- Episode no.: Season 3 Episode 1
- Directed by: Charles Haid
- Written by: John McNamara
- Production code: 3_301
- Original air date: March 31, 2010

Guest appearances
- John Dennis Johnston as Dr. Bronstein; Sean Marquette as Nicky McCabe / Porter; Susan Santiago as Emily Porter; Walter Perez as Leo Olarte; Luis Moncada as Lala; Donnie Wahlberg as Jimmy McCabe / Porter;

Episode chronology
| ← Previous "Don't Cry for Me, Albuquerque" | Next → "When Mary Met Marshall" |

= Father Goes West =

"Father Goes West" is the third-season premiere episode of In Plain Sight and the 28th episode overall. Originally designed to be the second of a two-part second-season finale, the show's creators decided to end the season in cliffhanger fashion. This episode was slated as the third-season premiere and aired on March 31, 2010.

==Summary==
After being discharged from the hospital with a fresh bullet wound scar, Mary gets right back to work with Marshall. They come across what appears to be video footage of an armed robbery that looks suspiciously similar to the robberies that one of their witnesses, Jimmy McCabe (Donnie Wahlberg); used to orchestrate as a mobster in Boston, MA.

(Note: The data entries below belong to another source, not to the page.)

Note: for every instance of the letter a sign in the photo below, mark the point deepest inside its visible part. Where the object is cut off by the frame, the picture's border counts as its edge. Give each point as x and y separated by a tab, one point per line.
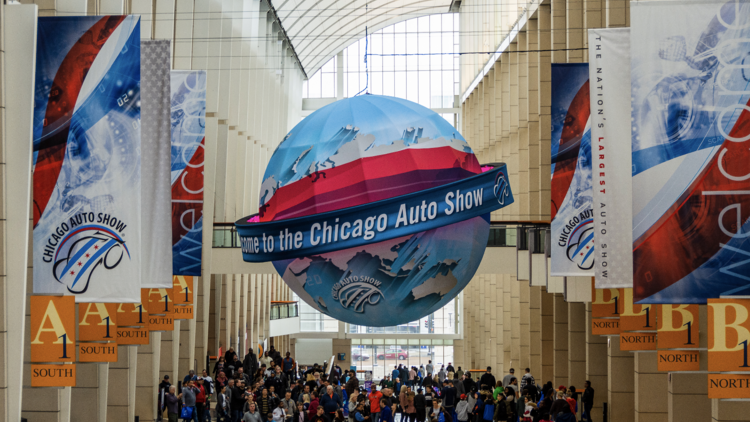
53	329
728	335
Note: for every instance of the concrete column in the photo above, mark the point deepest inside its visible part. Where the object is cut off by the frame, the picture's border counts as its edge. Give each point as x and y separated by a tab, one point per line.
515	322
651	387
524	298
576	344
596	367
620	368
729	411
145	392
548	335
560	341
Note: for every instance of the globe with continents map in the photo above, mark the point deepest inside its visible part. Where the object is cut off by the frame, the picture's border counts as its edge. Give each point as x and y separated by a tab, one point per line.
357	151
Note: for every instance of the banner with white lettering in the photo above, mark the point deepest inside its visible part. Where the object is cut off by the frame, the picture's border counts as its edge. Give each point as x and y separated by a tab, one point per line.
87	158
188	140
690	150
572	224
609	73
156	207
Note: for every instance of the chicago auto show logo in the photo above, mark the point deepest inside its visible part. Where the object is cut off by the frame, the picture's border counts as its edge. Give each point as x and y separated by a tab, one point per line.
356	292
501	188
580	242
82	249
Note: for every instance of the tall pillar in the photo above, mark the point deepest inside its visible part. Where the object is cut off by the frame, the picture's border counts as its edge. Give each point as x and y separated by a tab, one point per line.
121	385
548	335
576	344
525	324
596	367
560	340
650	389
535	331
620	368
515	321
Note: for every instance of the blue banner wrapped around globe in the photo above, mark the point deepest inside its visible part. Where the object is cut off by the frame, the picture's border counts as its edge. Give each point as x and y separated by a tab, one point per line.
376	209
87	179
188	141
691	156
572	226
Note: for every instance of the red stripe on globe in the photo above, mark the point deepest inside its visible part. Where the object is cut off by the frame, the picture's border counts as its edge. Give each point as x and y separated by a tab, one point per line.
354	152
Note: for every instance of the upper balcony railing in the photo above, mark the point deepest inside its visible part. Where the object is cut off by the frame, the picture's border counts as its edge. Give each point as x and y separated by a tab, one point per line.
284	309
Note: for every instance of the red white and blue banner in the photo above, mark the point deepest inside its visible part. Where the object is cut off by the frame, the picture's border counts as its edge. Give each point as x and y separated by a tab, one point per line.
156	204
572	226
87	180
609	73
690	78
188	140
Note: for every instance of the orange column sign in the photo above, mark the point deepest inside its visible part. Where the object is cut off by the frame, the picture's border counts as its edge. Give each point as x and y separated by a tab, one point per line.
97	321
728	335
133	314
605	326
728	386
132	335
160	301
678	327
53	375
53	329
183	289
98	352
183	312
606	302
678	360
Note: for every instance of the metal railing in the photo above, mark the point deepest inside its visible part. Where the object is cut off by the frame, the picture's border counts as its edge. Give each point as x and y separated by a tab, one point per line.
281	310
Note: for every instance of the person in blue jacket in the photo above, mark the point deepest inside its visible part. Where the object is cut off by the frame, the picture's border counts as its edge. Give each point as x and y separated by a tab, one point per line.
386	413
331	402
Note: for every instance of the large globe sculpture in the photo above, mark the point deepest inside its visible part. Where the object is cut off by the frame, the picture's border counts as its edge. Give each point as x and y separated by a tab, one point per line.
357	151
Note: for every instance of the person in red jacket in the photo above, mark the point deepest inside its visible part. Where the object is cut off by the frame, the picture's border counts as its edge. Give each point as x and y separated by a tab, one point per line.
200	400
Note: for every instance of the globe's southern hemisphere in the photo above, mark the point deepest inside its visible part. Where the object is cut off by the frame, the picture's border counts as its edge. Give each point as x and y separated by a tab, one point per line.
361	150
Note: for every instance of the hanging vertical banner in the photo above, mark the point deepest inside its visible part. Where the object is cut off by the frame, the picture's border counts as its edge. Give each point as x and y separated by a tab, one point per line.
156	207
188	140
636	317
606	303
97	321
678	327
572	224
690	150
728	335
609	73
53	329
87	181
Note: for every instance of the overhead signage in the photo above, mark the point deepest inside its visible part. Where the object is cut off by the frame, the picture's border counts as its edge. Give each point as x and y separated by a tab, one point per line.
87	158
678	327
728	335
53	375
53	329
97	321
98	352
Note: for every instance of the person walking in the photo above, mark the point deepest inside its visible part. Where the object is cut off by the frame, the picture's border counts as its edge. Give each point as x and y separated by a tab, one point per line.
172	403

After grilling McCabe, Mary turns her attention to Jimmy's sons who are doing their best to conceal the truth about their dad.

Meanwhile, Marshall's presence in gangland is starting to hurt gang-banger Lala's (Luis Moncada) business. But Marshall is looking for the name of Mary's shooter. It's only a matter of time before Lala's proximity to the cops ruins his business, and before Marshall gets in too deep.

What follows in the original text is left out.